SEOUL (Reuters Life!) - Thursday was not a good day to be a dog in South Korea. That’s because it was one of the three hottest days according to the Korean lunar calendar — and dog soup is one way to beat the heat.
On “Chobok,” people seeking to protect the body from overheating eat traditional healthy foods such as ginseng chicken soup, broiled eel, and “bo-shin-tang,” literally “body preservation stew.”
Dogs are bred to be eaten in South Korea, and advocates say bo-shin-tang, which consists of dog meat boiled in a mix of hot and strong spices and vegetables, is good for the health.
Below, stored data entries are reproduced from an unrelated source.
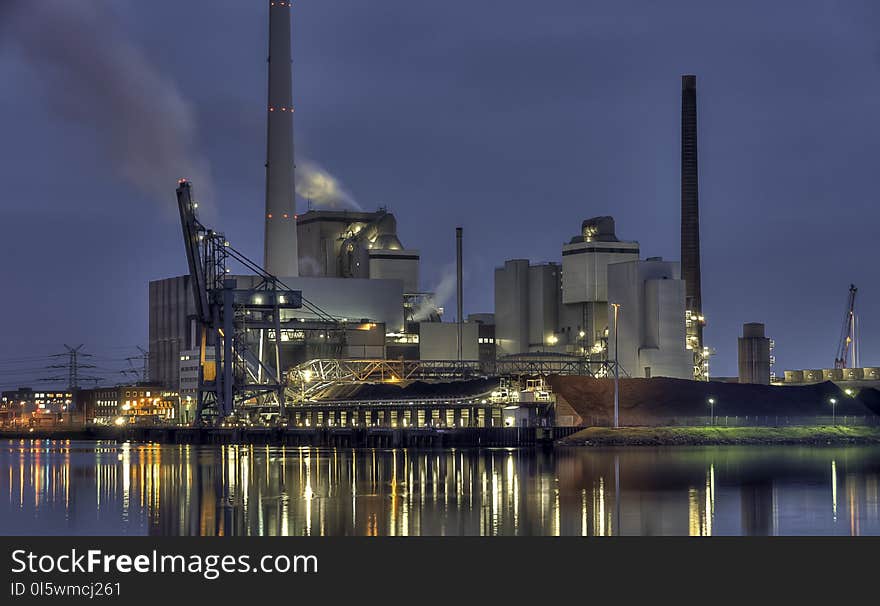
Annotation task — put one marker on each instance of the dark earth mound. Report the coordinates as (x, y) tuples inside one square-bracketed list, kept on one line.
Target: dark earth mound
[(659, 401)]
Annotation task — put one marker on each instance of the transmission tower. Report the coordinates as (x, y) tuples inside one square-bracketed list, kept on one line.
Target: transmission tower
[(144, 356), (73, 366)]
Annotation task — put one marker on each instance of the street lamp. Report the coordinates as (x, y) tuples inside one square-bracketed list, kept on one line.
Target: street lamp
[(616, 307)]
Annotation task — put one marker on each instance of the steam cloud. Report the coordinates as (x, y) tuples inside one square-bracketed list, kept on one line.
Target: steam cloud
[(94, 75), (322, 189)]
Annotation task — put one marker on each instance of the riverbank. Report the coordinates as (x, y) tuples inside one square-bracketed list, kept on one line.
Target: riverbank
[(331, 437), (717, 436)]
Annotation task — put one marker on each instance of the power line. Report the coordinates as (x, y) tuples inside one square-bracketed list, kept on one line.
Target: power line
[(73, 366)]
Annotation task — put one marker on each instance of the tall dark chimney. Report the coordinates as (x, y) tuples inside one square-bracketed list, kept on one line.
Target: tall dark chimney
[(690, 207)]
It is considered a delicacy by some.
“The reason why I eat dog soup is because it boosts my energy, even when I’m most tired,” said 56-year-old Shin Gwan-sup, sitting in a dog soup restaurant.
“Compared to other meats, it has more protein and less fat. I think it is healthy and clean, a more suitable meat for us.”
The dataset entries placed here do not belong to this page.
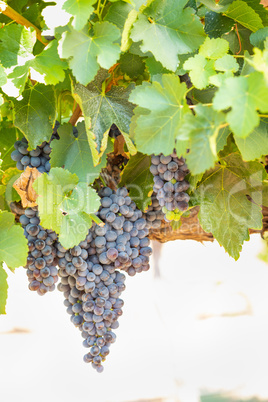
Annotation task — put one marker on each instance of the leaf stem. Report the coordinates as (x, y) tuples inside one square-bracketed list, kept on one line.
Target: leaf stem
[(15, 16), (75, 116), (102, 8), (203, 104)]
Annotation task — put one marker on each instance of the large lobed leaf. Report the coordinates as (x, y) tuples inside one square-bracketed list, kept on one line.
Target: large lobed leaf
[(245, 15), (245, 95), (155, 129), (201, 130), (80, 9), (138, 179), (167, 29), (87, 52), (74, 154), (101, 109), (225, 209)]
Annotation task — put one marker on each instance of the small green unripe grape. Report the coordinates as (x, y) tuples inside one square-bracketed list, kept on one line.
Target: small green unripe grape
[(10, 115), (170, 215), (4, 109), (146, 75)]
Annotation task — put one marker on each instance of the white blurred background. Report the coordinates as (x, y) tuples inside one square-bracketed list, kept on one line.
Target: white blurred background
[(196, 332)]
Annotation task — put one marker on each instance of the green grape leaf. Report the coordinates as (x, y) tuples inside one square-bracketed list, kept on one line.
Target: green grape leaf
[(132, 65), (81, 10), (3, 77), (8, 136), (225, 209), (256, 143), (214, 48), (167, 29), (202, 130), (126, 41), (260, 9), (218, 7), (245, 95), (65, 205), (155, 131), (46, 67), (226, 63), (200, 70), (49, 64), (3, 289), (75, 154), (217, 24), (101, 110), (13, 244), (86, 53), (35, 114), (16, 45), (155, 67), (257, 38), (201, 67), (138, 179), (242, 13), (118, 13), (222, 138), (260, 61)]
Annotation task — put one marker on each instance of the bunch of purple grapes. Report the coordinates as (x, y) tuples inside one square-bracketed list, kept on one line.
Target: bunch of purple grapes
[(37, 158), (41, 267), (170, 185)]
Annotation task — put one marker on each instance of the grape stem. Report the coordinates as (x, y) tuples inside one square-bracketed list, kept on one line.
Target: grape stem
[(15, 16)]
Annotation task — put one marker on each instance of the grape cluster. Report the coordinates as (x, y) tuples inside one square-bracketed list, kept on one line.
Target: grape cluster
[(41, 262), (92, 296), (123, 240), (114, 131), (90, 279), (154, 214), (37, 158), (169, 184)]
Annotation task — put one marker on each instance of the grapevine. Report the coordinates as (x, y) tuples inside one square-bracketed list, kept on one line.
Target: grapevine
[(111, 137)]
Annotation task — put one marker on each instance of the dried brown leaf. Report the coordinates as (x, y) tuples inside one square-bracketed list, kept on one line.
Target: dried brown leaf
[(24, 187)]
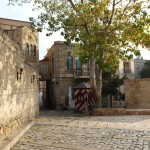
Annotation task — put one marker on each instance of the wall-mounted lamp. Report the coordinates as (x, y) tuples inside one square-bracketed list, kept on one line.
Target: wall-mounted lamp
[(33, 76), (19, 72)]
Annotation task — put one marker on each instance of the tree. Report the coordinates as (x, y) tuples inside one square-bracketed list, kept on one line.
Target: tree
[(104, 30), (145, 73), (111, 84)]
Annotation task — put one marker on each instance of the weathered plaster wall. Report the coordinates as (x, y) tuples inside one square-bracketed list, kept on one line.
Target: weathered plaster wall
[(137, 93), (19, 101)]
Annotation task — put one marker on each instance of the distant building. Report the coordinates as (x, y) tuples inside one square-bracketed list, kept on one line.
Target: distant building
[(62, 71), (19, 74), (138, 66)]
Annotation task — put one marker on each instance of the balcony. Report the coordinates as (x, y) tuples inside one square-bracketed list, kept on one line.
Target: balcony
[(127, 70), (81, 74)]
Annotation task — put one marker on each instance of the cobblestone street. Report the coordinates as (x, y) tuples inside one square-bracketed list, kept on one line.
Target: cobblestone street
[(55, 130)]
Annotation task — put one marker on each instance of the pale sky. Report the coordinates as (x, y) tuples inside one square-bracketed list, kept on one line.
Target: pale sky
[(24, 12)]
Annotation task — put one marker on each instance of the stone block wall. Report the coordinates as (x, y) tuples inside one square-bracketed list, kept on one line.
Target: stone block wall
[(137, 93), (19, 99)]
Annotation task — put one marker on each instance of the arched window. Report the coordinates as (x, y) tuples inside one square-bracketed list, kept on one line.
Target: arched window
[(27, 49), (34, 51), (78, 66), (69, 63), (30, 50)]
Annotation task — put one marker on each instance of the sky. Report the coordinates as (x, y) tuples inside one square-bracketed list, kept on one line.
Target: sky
[(24, 12)]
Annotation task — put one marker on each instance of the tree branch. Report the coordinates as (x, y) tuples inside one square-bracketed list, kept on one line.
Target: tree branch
[(73, 6), (112, 14), (85, 24)]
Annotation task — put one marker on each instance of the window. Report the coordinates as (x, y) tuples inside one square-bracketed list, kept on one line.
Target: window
[(30, 49), (69, 63), (78, 66), (34, 51), (27, 49), (44, 69), (127, 67)]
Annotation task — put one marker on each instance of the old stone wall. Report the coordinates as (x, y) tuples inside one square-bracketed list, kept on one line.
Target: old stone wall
[(137, 93), (19, 99)]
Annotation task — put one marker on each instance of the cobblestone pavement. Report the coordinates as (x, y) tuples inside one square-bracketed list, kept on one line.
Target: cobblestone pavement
[(55, 130)]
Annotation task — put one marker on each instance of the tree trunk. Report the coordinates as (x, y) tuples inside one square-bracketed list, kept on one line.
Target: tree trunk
[(96, 87)]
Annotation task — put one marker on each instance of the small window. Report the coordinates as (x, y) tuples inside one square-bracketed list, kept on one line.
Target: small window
[(69, 63), (27, 49), (78, 66), (34, 51), (30, 49), (44, 69)]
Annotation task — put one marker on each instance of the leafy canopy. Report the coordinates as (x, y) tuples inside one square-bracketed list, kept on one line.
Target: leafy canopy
[(109, 30), (145, 73)]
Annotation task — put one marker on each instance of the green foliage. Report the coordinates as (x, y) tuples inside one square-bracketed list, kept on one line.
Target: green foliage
[(109, 30), (111, 85), (145, 73)]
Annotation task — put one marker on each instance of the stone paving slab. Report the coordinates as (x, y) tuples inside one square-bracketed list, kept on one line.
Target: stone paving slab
[(55, 130)]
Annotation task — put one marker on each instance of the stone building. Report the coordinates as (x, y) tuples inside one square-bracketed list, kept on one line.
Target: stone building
[(19, 74), (62, 71)]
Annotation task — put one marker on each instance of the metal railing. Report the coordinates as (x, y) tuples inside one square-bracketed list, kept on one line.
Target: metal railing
[(81, 72)]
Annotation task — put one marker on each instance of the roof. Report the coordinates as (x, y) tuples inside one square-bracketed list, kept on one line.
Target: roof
[(6, 24), (44, 60), (82, 85)]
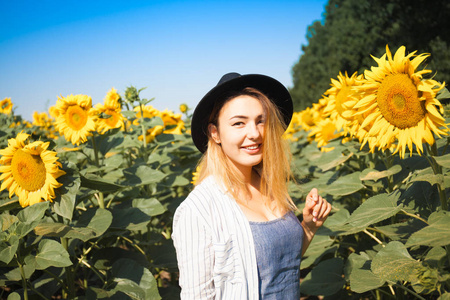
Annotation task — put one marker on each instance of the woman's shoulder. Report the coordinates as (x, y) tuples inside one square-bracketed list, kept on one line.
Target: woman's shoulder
[(202, 198)]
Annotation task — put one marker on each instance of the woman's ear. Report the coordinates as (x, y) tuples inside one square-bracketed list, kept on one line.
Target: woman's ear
[(214, 133)]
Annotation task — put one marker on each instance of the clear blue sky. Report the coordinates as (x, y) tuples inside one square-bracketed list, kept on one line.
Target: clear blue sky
[(177, 49)]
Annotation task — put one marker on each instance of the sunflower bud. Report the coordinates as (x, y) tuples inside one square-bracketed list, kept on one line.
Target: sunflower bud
[(131, 94)]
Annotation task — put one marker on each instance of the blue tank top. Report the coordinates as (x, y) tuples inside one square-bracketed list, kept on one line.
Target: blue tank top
[(278, 245)]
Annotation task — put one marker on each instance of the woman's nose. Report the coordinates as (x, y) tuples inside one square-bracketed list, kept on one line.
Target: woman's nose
[(253, 132)]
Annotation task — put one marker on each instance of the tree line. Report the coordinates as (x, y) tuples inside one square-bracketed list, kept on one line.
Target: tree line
[(352, 30)]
The Korean practice of eating dog has drawn criticism from overseas for its cruelty, with French actress and animal rights activist Brigitte Bardot among some of the most vocal critics.
But Korean dog meat connoisseurs remain undaunted, with long lines forming on Thursday outside dog specialty restaurants.
Beating the heat was painful for diners this year, though, with the price of the ginseng chicken soup, or sangyetang, jumping. Severe rain has also pushed up the price of vegetables used in the soups.